The Creators Project: Your work is very different from the rest of the graphic design landscape. It’s more organic and more controversial in a lot of ways.
Stefan Sagmeister: For a long time we’ve tried to make design that’s somehow more personal, possibly more human-centered, more organic, more handmade, less objective, and more subjective. At the advent of modernism in the 1920s, the human being was designed out of design--not just in graphics, but also in architecture and product design. The new machine age was so exciting to designers and architects that they wanted to get rid of everything organic, down to the very essentials. A fellow Austrian even wrote a book called Ornament and Crime, arguing that people like sailors who adorn themselves with tattoos are criminal to begin with, and that the pure soul of course goes for something that’s much more distilled. Now, of course we’ve had almost 100 years of modernism, and like any historic state, it’s become stale and boring. There are plenty of possibilities and areas where modernist thinking makes a whole lot of sense, including stuff we’ve done in the studio here that works quite well. I just think as a overall all-encompassing movement modernism does not have all the answers in 2010.
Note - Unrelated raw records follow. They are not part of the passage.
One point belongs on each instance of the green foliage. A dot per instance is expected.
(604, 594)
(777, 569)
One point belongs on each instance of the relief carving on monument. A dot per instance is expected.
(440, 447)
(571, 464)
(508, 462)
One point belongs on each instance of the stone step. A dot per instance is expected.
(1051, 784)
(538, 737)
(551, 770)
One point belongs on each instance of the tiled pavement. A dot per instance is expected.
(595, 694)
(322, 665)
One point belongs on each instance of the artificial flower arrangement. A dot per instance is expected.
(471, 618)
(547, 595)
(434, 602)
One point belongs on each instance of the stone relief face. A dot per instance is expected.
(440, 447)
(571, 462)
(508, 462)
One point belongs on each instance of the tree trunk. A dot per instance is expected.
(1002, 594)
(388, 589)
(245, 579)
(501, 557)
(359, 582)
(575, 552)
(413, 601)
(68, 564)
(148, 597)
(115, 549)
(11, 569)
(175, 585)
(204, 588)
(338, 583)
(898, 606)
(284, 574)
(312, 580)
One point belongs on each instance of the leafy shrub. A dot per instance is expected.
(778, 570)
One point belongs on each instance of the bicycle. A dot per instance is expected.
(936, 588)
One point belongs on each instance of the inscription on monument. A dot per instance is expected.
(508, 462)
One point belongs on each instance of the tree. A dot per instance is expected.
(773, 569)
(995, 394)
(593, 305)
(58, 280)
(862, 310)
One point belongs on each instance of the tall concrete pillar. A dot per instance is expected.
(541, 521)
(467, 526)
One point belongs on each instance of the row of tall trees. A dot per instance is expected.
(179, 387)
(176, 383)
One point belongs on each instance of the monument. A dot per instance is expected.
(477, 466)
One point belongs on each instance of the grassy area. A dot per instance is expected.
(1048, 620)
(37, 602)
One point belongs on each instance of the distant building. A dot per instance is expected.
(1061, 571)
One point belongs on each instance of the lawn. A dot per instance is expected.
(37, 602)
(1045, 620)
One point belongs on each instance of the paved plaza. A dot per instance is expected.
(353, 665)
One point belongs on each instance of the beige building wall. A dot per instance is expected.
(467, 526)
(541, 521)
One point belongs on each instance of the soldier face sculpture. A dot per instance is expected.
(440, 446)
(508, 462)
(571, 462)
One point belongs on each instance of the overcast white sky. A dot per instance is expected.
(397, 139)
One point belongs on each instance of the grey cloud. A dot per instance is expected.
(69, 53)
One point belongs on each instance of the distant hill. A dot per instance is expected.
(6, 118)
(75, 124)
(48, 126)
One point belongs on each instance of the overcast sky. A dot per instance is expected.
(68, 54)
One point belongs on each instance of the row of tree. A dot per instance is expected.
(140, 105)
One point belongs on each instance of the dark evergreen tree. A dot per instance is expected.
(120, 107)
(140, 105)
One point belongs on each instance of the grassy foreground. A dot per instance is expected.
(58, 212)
What are some examples of the prevalence of modernist design in our everyday life?
I think that the regular person on the street--you know, if I talk to my aunt and show her any newspaper--she will likely think that it has been designed by a machine. She will know that it’s written by a person because there’s a byline that says written by so-and-so, but she will think that the whole thing was designed by a machine because it really is so machine-like--so exact, so perfect, without mistakes. Take also, for example, emergency exit seat cards on airplanes. They all have the same look: modernist, iconographic, people represented with a dot for a head, as clean as possible. I think this is not the best way to show how we use emergency exits. As we have all seen, most people are so bored by those cards that nobody even looks at them even though the flight attendant points out many times to look at them. Virgin Airlines has a new approach to them, much more emotional illustration--and you tell. You don’t have to do a scientific study of the other passengers on the plane; you can see people pay more attention to the little films they show, as well as the cards.
What are some of the differences between the way you run things and a traditional design firm?
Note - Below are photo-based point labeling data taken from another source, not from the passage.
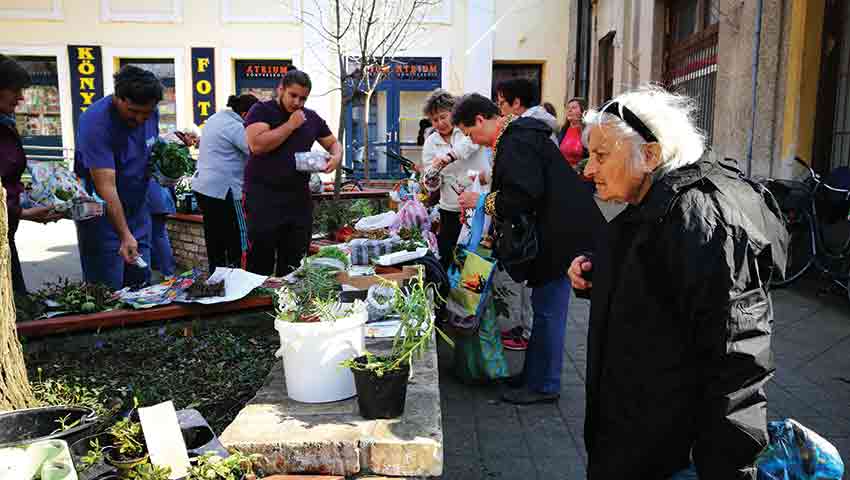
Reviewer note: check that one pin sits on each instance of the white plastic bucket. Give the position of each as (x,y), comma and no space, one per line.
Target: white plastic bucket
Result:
(312,353)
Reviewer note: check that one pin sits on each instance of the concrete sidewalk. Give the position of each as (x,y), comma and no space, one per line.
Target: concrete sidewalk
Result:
(485,438)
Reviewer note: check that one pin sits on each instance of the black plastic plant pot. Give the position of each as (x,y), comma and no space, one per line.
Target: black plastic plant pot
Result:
(380,397)
(23,427)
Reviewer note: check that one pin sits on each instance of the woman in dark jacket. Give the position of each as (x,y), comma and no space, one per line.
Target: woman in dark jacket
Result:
(532,182)
(680,322)
(13,161)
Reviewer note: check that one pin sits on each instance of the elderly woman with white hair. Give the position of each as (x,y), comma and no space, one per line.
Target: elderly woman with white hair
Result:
(679,346)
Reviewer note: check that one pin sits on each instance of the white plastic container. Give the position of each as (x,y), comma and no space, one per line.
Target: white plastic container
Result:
(312,353)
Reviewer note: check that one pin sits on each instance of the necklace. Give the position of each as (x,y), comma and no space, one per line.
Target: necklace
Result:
(508,120)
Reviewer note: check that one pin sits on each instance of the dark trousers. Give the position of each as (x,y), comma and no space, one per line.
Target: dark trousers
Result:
(279,251)
(18,285)
(225,232)
(447,238)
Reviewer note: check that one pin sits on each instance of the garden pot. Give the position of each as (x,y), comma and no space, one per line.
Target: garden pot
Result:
(23,427)
(312,353)
(381,397)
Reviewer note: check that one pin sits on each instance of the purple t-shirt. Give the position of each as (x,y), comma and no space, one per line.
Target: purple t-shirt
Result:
(275,193)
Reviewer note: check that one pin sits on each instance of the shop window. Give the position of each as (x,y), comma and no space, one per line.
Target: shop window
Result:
(505,71)
(164,70)
(38,118)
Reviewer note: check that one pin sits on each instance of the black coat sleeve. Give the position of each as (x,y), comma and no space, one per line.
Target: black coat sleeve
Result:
(730,315)
(520,182)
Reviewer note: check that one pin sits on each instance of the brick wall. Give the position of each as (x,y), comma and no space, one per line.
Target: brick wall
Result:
(187,242)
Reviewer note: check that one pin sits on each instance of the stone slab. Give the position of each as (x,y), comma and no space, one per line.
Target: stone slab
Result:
(333,439)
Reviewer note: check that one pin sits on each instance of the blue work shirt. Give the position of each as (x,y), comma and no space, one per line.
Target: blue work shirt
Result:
(104,140)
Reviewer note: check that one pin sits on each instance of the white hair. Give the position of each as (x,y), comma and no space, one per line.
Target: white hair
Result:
(670,117)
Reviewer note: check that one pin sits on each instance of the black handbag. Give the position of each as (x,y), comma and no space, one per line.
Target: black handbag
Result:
(516,245)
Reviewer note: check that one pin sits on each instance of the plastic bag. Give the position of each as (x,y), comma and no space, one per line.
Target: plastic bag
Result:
(379,301)
(313,161)
(797,453)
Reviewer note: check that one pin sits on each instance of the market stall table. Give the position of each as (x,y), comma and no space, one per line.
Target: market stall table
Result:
(333,439)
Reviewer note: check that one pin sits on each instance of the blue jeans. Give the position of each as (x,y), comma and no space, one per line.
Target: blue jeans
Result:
(162,258)
(545,355)
(688,474)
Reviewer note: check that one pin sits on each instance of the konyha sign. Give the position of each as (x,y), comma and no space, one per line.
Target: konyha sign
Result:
(203,84)
(86,77)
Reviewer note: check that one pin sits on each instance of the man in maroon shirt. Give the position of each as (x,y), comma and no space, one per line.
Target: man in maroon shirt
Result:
(278,204)
(13,161)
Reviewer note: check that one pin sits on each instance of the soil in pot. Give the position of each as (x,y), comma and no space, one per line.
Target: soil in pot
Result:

One of the differences is that we don’t, or have not in the past, shied away from the personal. So many designers when they come out of school have this feeling that, you know, form follows function. It always has to come exactly out of the functionality of the thing. Often, taking a complete reverse approach is very advantageous. I think beauty is not just in function. There is beauty in non-functionality.
When did technology start playing a role in your design process
I think technology always played a role in our work. So many of our ideas were really only made possible by technology. I mean, for one thing, I’m not only an optimist but I also believe now is a better time to live in than it was 100 years ago or 500 years ago. I’d much rather live in 2010 than in 1510. And knowing that, 2110 will probably be a more exciting time.
In recent years, the interest of the general public has become significantly more interested in design. Why?
So many people became designers through technology, in some way or another, and are therefore more interested in it. It used to be a very difficult field to get into, but technology has both leveled the playing field, and created an increased demand for innovative design.